Las risas se escucharon más fuertes. Al volverme pude ver que un grupo de indias soltaban carcajadas mientras me miraban. No entendía de qué se trataba, pero la situación comenzaba a incomodarme. Y a Kona también.

- ¿De qué se ríen?

- De ti. – Respondió ella, sin entrar en detalles-. ¿Vas a ir así a nuestra boda?

- ¿Así cómo? – Pregunté yo, sin entender nada.
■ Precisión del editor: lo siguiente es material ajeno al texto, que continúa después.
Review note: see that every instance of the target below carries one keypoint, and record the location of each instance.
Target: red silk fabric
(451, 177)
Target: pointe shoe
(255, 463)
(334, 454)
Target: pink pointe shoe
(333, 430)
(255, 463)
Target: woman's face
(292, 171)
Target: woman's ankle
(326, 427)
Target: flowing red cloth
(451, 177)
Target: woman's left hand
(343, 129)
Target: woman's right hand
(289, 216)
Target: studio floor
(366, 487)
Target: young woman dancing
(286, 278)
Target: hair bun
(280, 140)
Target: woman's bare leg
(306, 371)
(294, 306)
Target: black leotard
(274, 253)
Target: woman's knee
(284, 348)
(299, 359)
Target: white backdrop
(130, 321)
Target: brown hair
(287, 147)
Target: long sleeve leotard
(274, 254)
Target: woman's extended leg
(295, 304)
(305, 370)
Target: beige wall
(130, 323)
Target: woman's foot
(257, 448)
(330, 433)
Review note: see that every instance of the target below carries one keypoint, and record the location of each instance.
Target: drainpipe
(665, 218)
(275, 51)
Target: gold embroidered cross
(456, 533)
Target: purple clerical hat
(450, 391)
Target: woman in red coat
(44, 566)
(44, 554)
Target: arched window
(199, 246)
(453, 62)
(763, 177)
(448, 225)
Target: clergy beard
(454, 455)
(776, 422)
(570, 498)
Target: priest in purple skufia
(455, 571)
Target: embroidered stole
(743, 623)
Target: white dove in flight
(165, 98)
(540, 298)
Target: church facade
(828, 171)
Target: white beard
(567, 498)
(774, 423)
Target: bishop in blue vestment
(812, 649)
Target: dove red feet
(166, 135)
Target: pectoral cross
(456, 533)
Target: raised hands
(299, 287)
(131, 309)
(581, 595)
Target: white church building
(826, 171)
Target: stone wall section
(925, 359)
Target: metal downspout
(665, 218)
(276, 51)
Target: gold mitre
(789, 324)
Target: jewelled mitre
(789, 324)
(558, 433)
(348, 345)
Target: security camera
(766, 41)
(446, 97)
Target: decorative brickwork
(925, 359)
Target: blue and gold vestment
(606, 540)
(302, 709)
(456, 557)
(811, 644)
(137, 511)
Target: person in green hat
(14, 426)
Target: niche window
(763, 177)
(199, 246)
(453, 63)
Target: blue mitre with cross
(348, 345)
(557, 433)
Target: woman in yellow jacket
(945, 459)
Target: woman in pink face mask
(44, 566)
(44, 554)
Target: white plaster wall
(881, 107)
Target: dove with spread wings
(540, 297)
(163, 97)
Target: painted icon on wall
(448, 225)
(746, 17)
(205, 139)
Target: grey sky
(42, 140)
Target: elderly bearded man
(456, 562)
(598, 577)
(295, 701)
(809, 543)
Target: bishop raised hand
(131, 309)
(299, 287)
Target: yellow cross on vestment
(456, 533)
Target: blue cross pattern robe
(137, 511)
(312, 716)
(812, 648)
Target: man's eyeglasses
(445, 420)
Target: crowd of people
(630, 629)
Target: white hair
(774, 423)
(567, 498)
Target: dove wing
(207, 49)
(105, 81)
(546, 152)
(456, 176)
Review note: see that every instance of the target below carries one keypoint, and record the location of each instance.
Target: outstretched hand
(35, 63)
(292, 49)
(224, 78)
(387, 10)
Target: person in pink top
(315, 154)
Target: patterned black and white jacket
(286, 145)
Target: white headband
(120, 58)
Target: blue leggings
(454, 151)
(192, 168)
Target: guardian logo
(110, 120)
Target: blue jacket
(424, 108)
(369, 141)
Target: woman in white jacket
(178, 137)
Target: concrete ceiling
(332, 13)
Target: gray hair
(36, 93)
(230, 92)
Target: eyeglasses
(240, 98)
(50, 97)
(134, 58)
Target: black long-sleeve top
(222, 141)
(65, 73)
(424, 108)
- Así, con todo ese pelo en tu cara.

Mis barbas eran lo único que me quedaba de mi cristiandad y mi humanidad. No podía imaginar razón alguna por la cual quisieran despojarme de ellas. Sin ellas me sentiría todavía menos hombre, más desnudo. Me sentiría un animal.

- ¿Sabes por qué se ríen ellas? – Me dijo -. Porque pareces un animal. Pareces un mono.

Yo no podía entender que precisamente esos indios pemenos me dijesen eso.

- ¿Yo? ¿Soy yo el que parece un mono?

- Claro, ¿acaso las personas tenemos pelos en el cuerpo? No, eso es de animales.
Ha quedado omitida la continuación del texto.